Bug on Differential Expression Analysis for CCC & Downstream Signalling Networks Vignette
maximelepetit opened this issue · 3 comments
Hello,
Thank you very much for maintaining and improving this package, it is extremely useful and interesting for our research.
I want to report a bug when running the differential analysis vignette.
At this steps after running deseq2 on pseudo-bulk profiles:
# concat results across cell types
dea_df = pd.concat(dea_results)
dea_df = dea_df.reset_index().rename(columns={'level_0': groupby}).set_index('index')
dea_df.head()
I have this error :
---------------------------------------------------------------------------
KeyError Traceback (most recent call last)
/tmp/ipykernel_1947289/4220832029.py in ?()
1 # concat results across cell types
2 dea_df = pd.concat(dea_results)
----> 3 dea_df = dea_df.reset_index().rename(columns={'level_0': groupby}).set_index('index')
4 dea_df.head()
~/miniconda3/envs/liana-env/lib/python3.11/site-packages/pandas/core/frame.py in ?(self, keys, drop, append, inplace, verify_integrity)
6102 if not found:
6103 missing.append(col)
6104
6105 if missing:
-> 6106 raise KeyError(f"None of {missing} are in the columns")
6107
6108 if inplace:
6109 frame = self
KeyError: "None of ['index'] are in the columns"

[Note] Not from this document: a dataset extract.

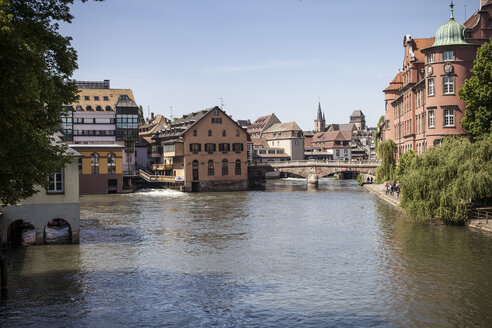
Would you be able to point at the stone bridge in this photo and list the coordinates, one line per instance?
(313, 170)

This error can be fix like this :
# concat results across cell types
dea_df = pd.concat(dea_results)
dea_df = dea_df.reset_index().rename(columns={'level_0': groupby,'level_1':'index'}).set_index('index')
dea_df.head()
The results output looks like this :
I noticed that NaN can be introduced on dea_df.
When remove them with :
# concat results across cell types
dea_df = pd.concat(dea_results)
dea_df = dea_df.reset_index().rename(columns={'level_0': groupby,'level_1':'index'}).set_index('index').dropna()
dea_df
It represent arounds 4000 rows.
Maxime
Hi @maximelepetit,
Thanks for the issue and for using liana. I will update this line the tutorial :)
Though, I'm really not sure why PyDESeq2 returns NaNs in those cases...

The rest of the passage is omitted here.